あのベルと婚約してる時から諦めがつかないのなら、私なんかじゃ本気で逆転を狙ってくるかもしれない。そう思うと背筋が少しゾッとする。今日は絶対にハルさんの話はしないと決めた。
「そういえばぁ、ハルくんとはいつ結婚されるんです?」
まぁ、それを許してくれる人なら私を袋小路に追い込んだりしないよね。
時間を潰すのに雑談するのは不思議でも何でもないけど、私だって別にお人好しじゃないし、性格だって良いわけじゃない。
もし向こうが嫌味を言って少しでも気を晴らそうと考えてるならそんなのは億劫だ。
「……そういう事は全部、父に任せてますので。まだ何とも言えないんです」
「……あっ、そう」
隙を見せるとこういう人は付け込んでくる、だから私は笑顔を振りまいて気丈に見せる。ちょっかいをかけたって私は泣いたりしないから、ブルーズなんていじめてもつまらないと早く諦めて欲しい。

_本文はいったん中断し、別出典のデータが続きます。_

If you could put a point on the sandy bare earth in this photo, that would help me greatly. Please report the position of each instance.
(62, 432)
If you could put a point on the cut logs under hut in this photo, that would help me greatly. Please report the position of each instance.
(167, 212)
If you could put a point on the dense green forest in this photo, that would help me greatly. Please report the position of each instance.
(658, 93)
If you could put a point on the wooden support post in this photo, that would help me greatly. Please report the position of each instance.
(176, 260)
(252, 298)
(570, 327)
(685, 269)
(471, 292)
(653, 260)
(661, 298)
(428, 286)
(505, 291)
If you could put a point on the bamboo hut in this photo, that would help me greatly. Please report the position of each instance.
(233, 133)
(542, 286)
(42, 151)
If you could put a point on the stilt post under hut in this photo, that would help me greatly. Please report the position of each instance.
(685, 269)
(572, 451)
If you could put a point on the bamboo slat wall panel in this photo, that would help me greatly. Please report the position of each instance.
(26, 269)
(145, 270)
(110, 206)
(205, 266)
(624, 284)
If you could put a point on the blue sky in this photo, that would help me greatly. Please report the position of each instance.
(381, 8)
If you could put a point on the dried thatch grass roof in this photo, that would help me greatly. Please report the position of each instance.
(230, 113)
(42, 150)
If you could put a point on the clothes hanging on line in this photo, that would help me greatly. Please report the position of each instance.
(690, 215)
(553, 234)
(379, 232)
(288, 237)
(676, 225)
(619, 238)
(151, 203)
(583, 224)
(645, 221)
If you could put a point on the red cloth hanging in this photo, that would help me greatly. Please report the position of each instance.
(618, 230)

「ハルくんがあなたに一目惚れしたって本当の話なんですかー?」
「えぇ? 何の事ですか?」
「暇なんだからァ、教えてくださいよ〜。街の女の子の噂になってるんですよぉ?」
その噂っていうのは、例の下世話な話の事だろうか。あの噂だって、出所はどこか分からない。この子かもしれないし、この子じゃないという確証も持てない。私は引き続き警戒心を解かず、気丈な態度を続ける。
「そういうのは二人だけの話にしときたいので……」
とびっきりの作り笑顔だ。見透かされないように目じりを思いっきり下げて、幸せでいっぱいみたいな演技をする。だけど、話を逸らすのに必死になっているからか、私が私じゃないみたいで何かいやだ。
「おや、あんたあの時の」
そんな密かな火花の中、お客のおじさんに話しかけられた。白髪に帽子をかぶって、夏用の深緑色の上着をかぶっている。
この人は私を知ってるみたいだけど、えっと、誰だったっけ。
記憶の糸を辿り、私の中の少ない知り合いの顔と認証していった。
五、六秒考えながら顔と、服と、足元を見てから最後におじさんの指につけられた大きな指輪で私はこの人の正体にやっと気付いた。
「…………あっ!アクセサリー屋さん?」
お酒を買いに来たのは、以前ハルさんと一緒に買い物をしたアクセサリーの露店のおじさんだった。私が言い当てると目じりのしわをさらに深くして、テストで「正解」と印を付けるようにホホホと笑った。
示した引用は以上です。